Рагимов самодовольно щелкнул языком. Мотовилова мучила зависть. Ему было досадно, что он, сын гвардии полковника, кадет, окончивший корпус виц-унтер-офицером, а училище старшим портупеем, служивший в Н-ской дивизии, ничего не имеет, а вот выскочка Рагимов успел и чин, и Георгия схватить.
– Ну а это что за дамы с тобой? – Мотовилов перевел разговор на другую тему.
– Одна – Амалия Карловна, жена нашего начальника штаба, моя любовница. Другая – Александра Павловна, брошенная своим мужем жена, – особа скучающая.

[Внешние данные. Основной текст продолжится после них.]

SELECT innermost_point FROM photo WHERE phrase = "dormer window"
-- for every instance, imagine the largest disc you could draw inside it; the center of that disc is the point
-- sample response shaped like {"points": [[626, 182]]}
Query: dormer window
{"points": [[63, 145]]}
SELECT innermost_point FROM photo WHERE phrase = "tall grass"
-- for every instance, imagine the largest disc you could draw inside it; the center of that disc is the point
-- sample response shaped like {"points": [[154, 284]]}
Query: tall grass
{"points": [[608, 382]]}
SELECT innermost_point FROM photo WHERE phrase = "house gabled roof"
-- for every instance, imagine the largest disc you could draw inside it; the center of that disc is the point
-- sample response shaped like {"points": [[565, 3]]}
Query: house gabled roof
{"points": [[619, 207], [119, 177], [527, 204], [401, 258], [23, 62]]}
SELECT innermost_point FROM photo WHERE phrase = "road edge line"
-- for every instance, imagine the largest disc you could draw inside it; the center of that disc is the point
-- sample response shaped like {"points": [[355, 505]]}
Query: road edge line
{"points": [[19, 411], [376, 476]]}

Можешь заняться ею. Познакомился я с ними потому, что ехали в одном эшелоне, даже в одном вагоне.
Вошел Фома.
– Так что, господин поручик, достал кое-чего.
– Где, Фомушка?
– Варенье у хозяев нашлось, да мы еще тут съездили с Иваном на Большую улицу, там солдаты магазины разбили, так мы конфет набрали, вина сладкого, меду, сыру, колбасы.
– Молодец, Фома. Назначаю тебя старшим вестовым.
– Покорнейше благодарю, господин поручик.
– А ты почему знаешь, что вино-то сладкое?
– Да мы попробовали маленько, – ухмыльнулся Фома.
– Ну ладно. Теперь пулей, Фомушка, в кухню и насчет ужина.
Вошли дамы. Завязался общий разговор. Говорили на тему о том, куда ехать и стоит ли вообще дальше ехать. Фома накрывал на стол. Рагимов говорил, что дальше он не поедет, что он останется здесь и сдастся красным.
Мотовилов удивился:
– Как, ты, поручик, георгиевский кавалер, хочешь сдаться в плен?
– Э, дюша мой, довольно. Мы воевали. Наша не берет. Пойдем к тем, чья берет.
Дамы со скучающими лицами едва поддерживали разговор. Обе они были настроены непримиримо. Фон Бодэ трясла своей маленькой головкой и говорила, что она никогда не согласится жить в Советской России.